Il falloit avoir recours à un expédient triste pour le gouvernement qui ne cherchoit que les moïens d’amuser le peuple en lui fournissant du pain et en lui donnant des spectacles, mais devenu necessaire ; c’étoit celui de faire sortir de Rome tous les pantomimes.
Seneque, le précepteur de Neron, après s’être plaint que plusieurs de ces écoles qui portoient le nom du philosophe dont on y enseignoit le systême, se fussent anéanties, et que le nom de leur instituteur fut oublié, ajoute. La mémoire d’aucun pantomime célebre ne s’éteint. L’école de Pylade et celle de Bathylle subsistent toujours conduites par leurs éleves, dont la succession n’a point encore été interrompuë. La ville de Rome regorge de professeurs qui enseignent cet art et qui ne manquent pas de disciples. Ils trouvent des théatres dans toutes les maisons. Les maris et les femmes se disputent à qui leur donnera le haut du pavé.
L’équivoque affecté qui se trouve dans les derniers mots de ce passage, s’explique par ce que Tertullien dit de la passion effrenée que les hommes et les femmes avoient alors pour les pantomimes.
On peut ajouter à cela ce que dit Gallien dans ses pronostics : qu’ayant été appellé pour voir une femme de condition attaquée d’une maladie extraordinaire, il découvrit par les altérations qui survinrent dans la malade quand on parla d’un certain pantomime devant elle, que son mal venoit uniquement de la passion qu’elle avoit conçûë pour lui, et des efforts qu’elle faisoit pour la cacher.

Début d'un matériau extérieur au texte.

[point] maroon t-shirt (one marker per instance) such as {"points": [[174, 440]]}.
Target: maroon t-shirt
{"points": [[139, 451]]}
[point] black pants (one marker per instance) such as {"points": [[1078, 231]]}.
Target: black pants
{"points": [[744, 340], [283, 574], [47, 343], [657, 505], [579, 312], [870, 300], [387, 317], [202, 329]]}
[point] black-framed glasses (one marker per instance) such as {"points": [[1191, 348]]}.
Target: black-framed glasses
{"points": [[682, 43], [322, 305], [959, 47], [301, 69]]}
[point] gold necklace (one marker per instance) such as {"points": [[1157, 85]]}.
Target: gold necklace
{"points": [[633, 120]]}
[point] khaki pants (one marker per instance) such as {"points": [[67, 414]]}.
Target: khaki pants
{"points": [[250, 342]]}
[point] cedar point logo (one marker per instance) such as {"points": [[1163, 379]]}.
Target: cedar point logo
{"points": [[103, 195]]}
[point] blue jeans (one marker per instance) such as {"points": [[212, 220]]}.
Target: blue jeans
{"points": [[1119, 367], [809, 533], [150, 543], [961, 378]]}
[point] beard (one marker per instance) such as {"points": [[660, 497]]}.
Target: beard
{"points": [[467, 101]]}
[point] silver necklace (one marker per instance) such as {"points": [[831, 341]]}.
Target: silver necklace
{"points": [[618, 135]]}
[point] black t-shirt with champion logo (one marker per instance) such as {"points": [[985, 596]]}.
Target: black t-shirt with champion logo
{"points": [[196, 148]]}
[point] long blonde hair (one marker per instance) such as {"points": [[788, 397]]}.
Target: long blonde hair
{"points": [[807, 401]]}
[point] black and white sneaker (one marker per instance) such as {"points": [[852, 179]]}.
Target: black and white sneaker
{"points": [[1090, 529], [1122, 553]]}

Les pantomimes furent encore chassez de Rome sous Neron et sous quelques autres empereurs, mais comme nous l’avons déja dit, leur exil ne duroit pas long-temps, parce que le peuple ne pouvoit plus se passer d’eux, et parce qu’il survenoit des conjonctures où le souverain, qui croïoit avoir besoin de la faveur de la multitude, cherchoit à faire des actions qui lui fussent agréables.

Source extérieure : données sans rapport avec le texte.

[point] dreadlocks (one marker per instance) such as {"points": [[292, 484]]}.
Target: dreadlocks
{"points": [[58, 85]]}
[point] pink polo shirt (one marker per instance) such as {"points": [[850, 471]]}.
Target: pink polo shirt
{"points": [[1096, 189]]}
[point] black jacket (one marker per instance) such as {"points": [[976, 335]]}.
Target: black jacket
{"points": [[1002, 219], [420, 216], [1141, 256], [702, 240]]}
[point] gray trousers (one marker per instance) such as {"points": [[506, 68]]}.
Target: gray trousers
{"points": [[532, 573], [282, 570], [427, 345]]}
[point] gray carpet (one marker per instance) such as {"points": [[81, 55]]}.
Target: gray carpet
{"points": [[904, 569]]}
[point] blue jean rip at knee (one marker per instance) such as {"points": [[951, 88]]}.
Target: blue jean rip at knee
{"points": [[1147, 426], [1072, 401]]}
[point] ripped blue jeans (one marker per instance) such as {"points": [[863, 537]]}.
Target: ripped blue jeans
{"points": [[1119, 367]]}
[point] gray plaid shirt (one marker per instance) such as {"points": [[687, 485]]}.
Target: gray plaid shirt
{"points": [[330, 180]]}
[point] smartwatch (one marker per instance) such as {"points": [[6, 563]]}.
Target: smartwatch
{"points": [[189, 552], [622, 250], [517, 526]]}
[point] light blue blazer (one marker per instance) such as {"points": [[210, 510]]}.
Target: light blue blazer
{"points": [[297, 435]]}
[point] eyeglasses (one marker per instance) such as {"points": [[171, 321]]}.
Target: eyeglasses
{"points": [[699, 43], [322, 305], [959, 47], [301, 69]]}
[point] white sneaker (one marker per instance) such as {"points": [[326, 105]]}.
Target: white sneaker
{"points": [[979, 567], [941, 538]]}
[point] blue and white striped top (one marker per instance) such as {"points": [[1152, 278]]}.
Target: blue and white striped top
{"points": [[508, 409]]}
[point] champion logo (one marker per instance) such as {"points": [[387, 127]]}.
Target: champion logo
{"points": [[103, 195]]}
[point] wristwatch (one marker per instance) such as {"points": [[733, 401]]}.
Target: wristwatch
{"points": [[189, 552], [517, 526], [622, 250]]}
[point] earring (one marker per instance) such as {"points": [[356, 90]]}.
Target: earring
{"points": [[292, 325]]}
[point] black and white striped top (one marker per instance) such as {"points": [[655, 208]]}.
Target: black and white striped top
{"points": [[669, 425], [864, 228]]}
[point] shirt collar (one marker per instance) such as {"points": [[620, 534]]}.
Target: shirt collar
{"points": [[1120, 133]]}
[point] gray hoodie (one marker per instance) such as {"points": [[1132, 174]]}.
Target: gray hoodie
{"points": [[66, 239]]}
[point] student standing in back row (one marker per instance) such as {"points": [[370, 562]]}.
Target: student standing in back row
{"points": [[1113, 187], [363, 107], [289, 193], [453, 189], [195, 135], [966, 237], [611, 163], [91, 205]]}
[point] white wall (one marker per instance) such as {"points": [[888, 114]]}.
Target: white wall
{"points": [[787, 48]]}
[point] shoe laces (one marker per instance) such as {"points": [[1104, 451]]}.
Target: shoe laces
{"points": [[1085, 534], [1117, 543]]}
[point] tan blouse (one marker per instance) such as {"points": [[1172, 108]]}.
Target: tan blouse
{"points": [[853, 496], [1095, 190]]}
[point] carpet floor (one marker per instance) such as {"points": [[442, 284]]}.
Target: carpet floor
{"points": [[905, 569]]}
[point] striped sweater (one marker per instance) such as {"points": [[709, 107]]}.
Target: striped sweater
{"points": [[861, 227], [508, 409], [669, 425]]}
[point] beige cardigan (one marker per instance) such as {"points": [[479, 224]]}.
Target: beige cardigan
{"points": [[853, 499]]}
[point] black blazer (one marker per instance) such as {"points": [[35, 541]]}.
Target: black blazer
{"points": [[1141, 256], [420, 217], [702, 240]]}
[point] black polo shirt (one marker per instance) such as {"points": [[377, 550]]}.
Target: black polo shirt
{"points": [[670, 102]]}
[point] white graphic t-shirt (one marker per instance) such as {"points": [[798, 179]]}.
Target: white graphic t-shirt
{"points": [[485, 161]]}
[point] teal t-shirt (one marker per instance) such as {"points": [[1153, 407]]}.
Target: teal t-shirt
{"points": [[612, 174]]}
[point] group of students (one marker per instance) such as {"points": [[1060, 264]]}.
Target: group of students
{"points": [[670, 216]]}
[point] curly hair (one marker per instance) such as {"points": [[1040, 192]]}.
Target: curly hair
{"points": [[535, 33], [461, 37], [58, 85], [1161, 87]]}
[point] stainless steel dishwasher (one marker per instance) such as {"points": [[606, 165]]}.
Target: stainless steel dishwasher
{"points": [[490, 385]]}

Par exemple, Domitien les avoit chassez, et Nerva son successeur les fit revenir, quoiqu’il ait été un des plus sages empereurs. Nous voïons aussi que le peuple fatigué des désordres ausquels les pantomimes donnoient lieu, demanda lui-même quelquefois leur expulsion avec autant d’empressement, qu’il demandoit leur retour en d’autres temps. neque à te minore… etc., dit Pline le jeune en parlant à Trajan.
Quelques auteurs modernes ont cru que Neron avoit chassé de Rome tous les comédiens, parce que Tacite, en racontant l’expulsion des pantomimes use du mot general dont on se servoit pour désigner ceux qui joüoient sur le théatre. Il chassa d’Italie tous les histrions, dit Tacite ; c’étoit l’unique moïen d’empêcher les tumultes qui naissoient au théatre. Mais on peut faire voir qu’il n’y eut alors que les pantomimes de chassez, et que Tacite par une négligence excusable en un pareil sujet a mis le nom du genre pour le nom d’une de ses especes. La premiere raison, c’est que Tacite immédiatement après les mots que je viens de citer, ajoute une circonstance qui prouve bien que Neron n’avoit pas fait fermer les théatres. Il ordonna, dit cet historien, que dorenavant les soldats monteroient une garde au théatre comme ils l’avoient montée précedemment. Depuis quelque temps, Neron avoit ôté cette garde pour paroître plus populaire.
La seconde raison c’est que Tacite en parlant du retour des histrions dont il avoit raconté l’expulsion, les appelle pantomimes.